On Wed, Oct 03, 2012 at 08:55:59AM -0600, Shuah Khan wrote:
> A recent dma mapping error analysis effort showed that a large percentage
> of dma_map_single() and dma_map_page() returns are not checked for mapping
> errors.
> 
> Reference:
> http://linuxdriverproject.org/mediawiki/index.php/DMA_Mapping_Error_Analysis
> 
> Adding support for tracking dma mapping and unmapping errors to help assess
> the following:
> 
> When do dma mapping errors get detected?
> How often do these errors occur?
> Why don't we see failures related to missing dma mapping error checks?
> Are they silent failures?
> 
> Patch v3: Addresses review and design comments from Patch v2.
> Patch v2: Addressed design issues from Patch v1.
> 
> Enhance dma-debug infrastructure to track dma mapping, and unmapping errors.
> 
> map_errors: (system wide counter)
>   Total number of dma mapping errors returned by the dma mapping interfaces,
>   in response to mapping requests from all devices in the system.
> map_errors_not_checked: (system wide counter)
>   Total number of dma mapping errors devices failed to check before using
>   the returned address.
> unmap_errors: (system wide counter)
>   Total number of times devices tried to unmap or free an invalid dma
>   address.
> map_err_type: (new field added to dma_debug_entry structure)

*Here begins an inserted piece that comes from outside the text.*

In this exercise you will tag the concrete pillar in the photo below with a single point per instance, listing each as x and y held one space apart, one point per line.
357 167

>   New field to maintain dma mapping error check status. This error type
>   is applicable to the dma map page and dma map single entries tracked by
>   dma-debug api. This status indicates whether or not a good mapping is
>   checked by the device before its use. dma_map_single() and dma_map_page()

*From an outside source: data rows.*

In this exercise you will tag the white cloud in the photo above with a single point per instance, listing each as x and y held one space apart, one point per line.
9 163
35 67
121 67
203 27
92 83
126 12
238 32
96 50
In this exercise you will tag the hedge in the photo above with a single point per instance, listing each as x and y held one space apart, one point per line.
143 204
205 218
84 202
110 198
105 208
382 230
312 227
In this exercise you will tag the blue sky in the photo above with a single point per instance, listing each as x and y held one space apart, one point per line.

>   could fail to create a mapping in some cases, and drivers are expected to
>   call dma_mapping_error() to check for errors. Please note that this is not
>   counter.
> 
> Enhancements to dma-debug api are made to add new debugfs interfaces to
> report total dma errors, dma errors that are not checked, and unmap errors
> for the entire system. Please note that these are system wide counters for
> all devices in the system.
> 
> The following new dma-debug interface is added:
> 
> debug_dma_mapping_error(struct device *dev, dma_addr_t dma_addr)

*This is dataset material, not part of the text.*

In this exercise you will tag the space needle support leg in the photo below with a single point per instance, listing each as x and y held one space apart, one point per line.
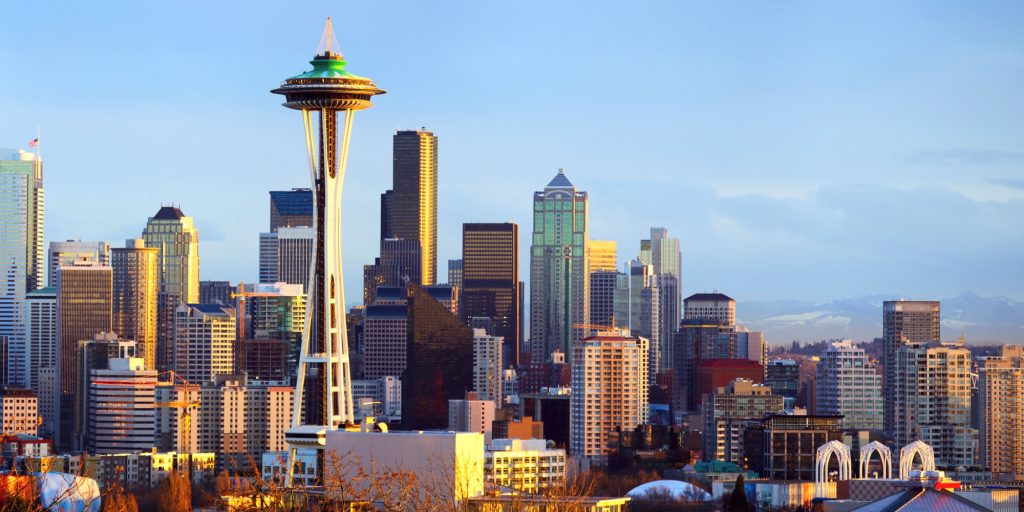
304 343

>       Sets dma map error checked status for the dma map entry if one is
>       found. Decrements the system wide dma_map_errors_not_checked counter
>       that is incremented by debug_dma_map_page() when it checks for
>       mapping error before adding it to the dma debug entry table.
> 
> New dma-debug internal interface:
> check_mapping_error(struct device *dev, dma_addr_t dma_addr)
> Calling dma_mapping_error() from dma-debug api will result in dma mapping
> check when it shouldn't. This internal routine checks dma mapping error
> without any debug checks. 
> 
> The following existing dma-debug api are changed to support this feature:
> debug_dma_map_page()
>       Increments dma_map_errors and dma_map_errors_not_checked errors totals
>       for the system, dma-debug api keeps track of, when dma_addr is invalid.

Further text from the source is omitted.